# Error Code when computer restarts.



## 2048Megabytes

There is an Error Code that keeps popping up when my laptop computer restarts.  The error code is the following:

There was a problem starting

C:\Users\A-User\Appdata\Roaming\OpenCandy\OpenCandy_0CE0006\B84B14CEEB18478CCEF9BDA22\OpenCandyDlm.dll

The specified module could not be found.


I know it is remnants of some program in the registry somewhere.  I have tried to find it but have been unable to delete it.  Can anyone help me out here?


----------



## Troncoso

Have you run ccleanner?


----------



## johnb35

Use the msconfig utility to stop the program from running.


----------



## Ambushed

Troncoso said:


> Have you run ccleanner?



This - Put ccleaner onto a USB drive then run the computer in safe mode and install then run ccleaner


----------



## johnb35

Troncoso said:


> Have you run ccleanner?





Ambushed said:


> This - Put ccleaner onto a USB drive then run the computer in safe mode and install then run ccleaner



I can guarantee running ccleaner won't help.  Its actually adware from a 3rd party program.  Which program, who knows.  Either use the msconfig utility to carefully go through your startup programs and find the culprit or you can download and run combofix that will automatically get rid of the entry.


----------



## 2048Megabytes

I downloaded and ran Combofix.  It did not get rid of the error.  I think I am going to try CCleaner next.


----------



## TrainTrackHack

Give Spybot S&D a go?


----------



## johnb35

I'm surprised combofix didn't fix it.  Have you tried the msconfig utility yet?  Posting a hijackthis log will help as well.


----------



## fkadrapps

*Easy fix for error! *

Hi everyone,

We have investigated this issue and believe it is related to part of the OpenCandy recommendation system that has experienced an unexpected error condition when it was run. 

The OpenCandy recommendation system may have been part of a software installer that you recently ran.

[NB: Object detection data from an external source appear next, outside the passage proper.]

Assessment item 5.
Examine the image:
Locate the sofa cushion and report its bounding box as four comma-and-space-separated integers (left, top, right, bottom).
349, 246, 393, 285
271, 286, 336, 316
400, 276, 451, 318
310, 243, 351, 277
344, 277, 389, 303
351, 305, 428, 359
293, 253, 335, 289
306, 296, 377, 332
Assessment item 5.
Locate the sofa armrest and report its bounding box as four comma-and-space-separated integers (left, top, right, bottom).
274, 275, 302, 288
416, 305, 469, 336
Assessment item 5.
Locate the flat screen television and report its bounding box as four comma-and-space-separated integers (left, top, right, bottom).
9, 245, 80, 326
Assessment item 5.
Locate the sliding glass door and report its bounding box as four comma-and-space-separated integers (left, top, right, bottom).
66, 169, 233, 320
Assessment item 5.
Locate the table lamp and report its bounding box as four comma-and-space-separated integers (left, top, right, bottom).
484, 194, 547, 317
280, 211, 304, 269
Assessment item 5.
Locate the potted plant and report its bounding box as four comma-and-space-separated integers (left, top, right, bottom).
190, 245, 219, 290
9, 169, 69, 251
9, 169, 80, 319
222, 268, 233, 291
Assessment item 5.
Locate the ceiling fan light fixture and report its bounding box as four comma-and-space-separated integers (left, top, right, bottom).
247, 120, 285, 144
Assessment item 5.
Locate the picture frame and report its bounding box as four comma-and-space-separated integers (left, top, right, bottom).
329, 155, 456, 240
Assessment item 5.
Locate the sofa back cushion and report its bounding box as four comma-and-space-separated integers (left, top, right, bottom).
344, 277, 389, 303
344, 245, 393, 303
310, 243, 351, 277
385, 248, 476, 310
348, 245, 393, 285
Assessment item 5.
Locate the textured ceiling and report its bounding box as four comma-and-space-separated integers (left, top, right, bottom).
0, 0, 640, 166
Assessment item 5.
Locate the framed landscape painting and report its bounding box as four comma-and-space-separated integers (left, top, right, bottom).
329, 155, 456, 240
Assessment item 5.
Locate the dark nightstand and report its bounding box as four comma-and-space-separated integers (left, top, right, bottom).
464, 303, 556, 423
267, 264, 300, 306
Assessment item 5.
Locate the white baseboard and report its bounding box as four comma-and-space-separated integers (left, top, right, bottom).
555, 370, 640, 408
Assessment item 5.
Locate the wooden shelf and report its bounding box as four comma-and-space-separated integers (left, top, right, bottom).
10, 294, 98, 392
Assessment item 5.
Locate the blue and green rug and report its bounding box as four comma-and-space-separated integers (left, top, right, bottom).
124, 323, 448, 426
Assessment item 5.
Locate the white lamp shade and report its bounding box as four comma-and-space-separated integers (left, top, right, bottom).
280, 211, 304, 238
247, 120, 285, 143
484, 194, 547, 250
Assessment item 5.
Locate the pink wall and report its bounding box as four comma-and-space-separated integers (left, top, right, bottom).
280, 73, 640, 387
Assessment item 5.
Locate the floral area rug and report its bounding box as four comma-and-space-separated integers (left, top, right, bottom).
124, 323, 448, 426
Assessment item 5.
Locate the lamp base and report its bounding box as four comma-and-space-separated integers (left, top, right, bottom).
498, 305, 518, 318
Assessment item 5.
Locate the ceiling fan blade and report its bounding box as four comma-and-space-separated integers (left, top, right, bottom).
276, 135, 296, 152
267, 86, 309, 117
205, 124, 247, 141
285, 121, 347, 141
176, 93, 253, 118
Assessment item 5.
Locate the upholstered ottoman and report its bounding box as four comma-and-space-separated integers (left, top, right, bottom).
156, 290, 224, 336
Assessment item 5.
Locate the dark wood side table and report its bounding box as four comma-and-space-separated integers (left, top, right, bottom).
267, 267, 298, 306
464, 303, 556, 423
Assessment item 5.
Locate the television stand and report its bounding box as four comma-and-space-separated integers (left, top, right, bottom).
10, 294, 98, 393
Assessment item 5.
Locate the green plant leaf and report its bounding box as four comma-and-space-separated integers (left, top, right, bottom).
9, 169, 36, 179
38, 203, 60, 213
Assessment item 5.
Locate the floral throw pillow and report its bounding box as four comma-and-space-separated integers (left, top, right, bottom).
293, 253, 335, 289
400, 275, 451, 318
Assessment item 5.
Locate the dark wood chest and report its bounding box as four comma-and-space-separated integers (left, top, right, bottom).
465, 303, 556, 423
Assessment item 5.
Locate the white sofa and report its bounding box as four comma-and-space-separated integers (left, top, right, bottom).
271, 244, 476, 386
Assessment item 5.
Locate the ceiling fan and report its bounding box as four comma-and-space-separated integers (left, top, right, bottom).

It is used by developers to recommend additional software products during their installation process, and if you accepted such an offer our download manager would have been invoked temporarily to help download it for you. After the download manager finishes, it is designed to clean up after itself, but in this case an error has prevented it from removing a scheduled task.

Rest assured that no harm has been done, and that the error message you see is simply alerting you that the system is trying to start our download manager to complete a download after you restarted your computer, but our download manager has already removed itself from your system. All that you need to do is remove the scheduled task that is attempting to start the download manager when you start your computer. To make this easy for anyone to fix, we've created a new tool that solves the problem automatically. 

Simply download and run the tool and choose "Yes" when it asks if it should "Remove orphaned OpenCandy tasks?". This operation will take only seconds to complete and afterwards you should receive no more error messages from RunDLL32. The tool is available for download here: http://oclink.us/ocdlmhf1 

We apologize for any inconvenience, and we want to assure you that we always strive to achieve a great user experience. With that in mind, we've already taken steps to prevent this error from reoccurring, and we hope that the tool we have provided you with has helped resolve your problem.

Please let me know if you have any questions and I'll be happy to help! 

Be good and be well. 

Andrew (formerly known as Doc Dr. Apps)
twitter.com/drapps


----------